Python's subprocess calling R scripts introduces failure
modes: R crashes don't propagate as Python exceptions by default, R output pollutes the Python
log stream, and environment differences between local and CI runners cause package version conflicts.
Solution: wrapped all R calls in a Python class that captures stdout/stderr separately, checks
return codes, and raises typed Python exceptions on failure. R environment pinned via
renv.lock. GitHub Actions caches the renv library
between runs.
Running health checks on dbcp while the DMV stage is
still writing to it risks reading partial data and generating false-positive anomaly alerts.
Solution: QA stage uses PostgreSQL REPEATABLE READ
transaction isolation. DMV writes continue in parallel without blocking. QA sees a stable
snapshot; no false positives.
After reaching v4.4.0 production release:
cp_backtest.
-
R is genuinely better than Python for certain financial data ops.

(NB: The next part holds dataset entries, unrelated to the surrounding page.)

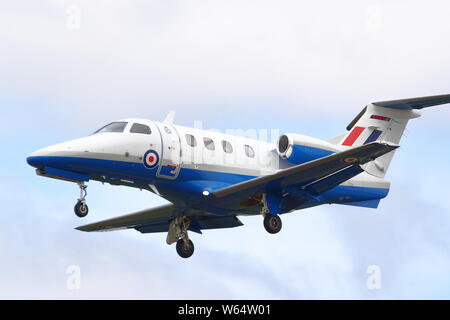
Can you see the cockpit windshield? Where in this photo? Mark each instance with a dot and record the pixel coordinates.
(113, 127)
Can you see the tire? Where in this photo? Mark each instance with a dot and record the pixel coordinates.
(183, 250)
(81, 209)
(272, 223)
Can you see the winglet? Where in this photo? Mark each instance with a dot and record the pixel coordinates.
(170, 118)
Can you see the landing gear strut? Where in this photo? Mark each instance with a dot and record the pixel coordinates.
(178, 232)
(272, 223)
(81, 209)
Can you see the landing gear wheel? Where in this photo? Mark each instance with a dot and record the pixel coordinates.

The crypto2 package's pagination logic saved weeks of API client work. Pragmatic polyglot beats language purity every time.
-
Gemini QA summaries beat raw logs for operational monitoring.
A plain-English Telegram message is infinitely more actionable than scrolling through 800-line log files at midnight.
-
Timestamp filtering beats row-level duplicate detection at scale.
Always know the high-water mark before writing, not after. Applicable to any append-heavy pipeline.
-
Separation of concerns in databases pays compound interest.
Distinct databases for live, AI, and backtest workloads prevented dozens of hours of query interference.
-
GitHub Actions is a surprisingly capable free production scheduler.
The 6-hour job timeout forced the pipeline optimisation that ultimately made everything faster anyway.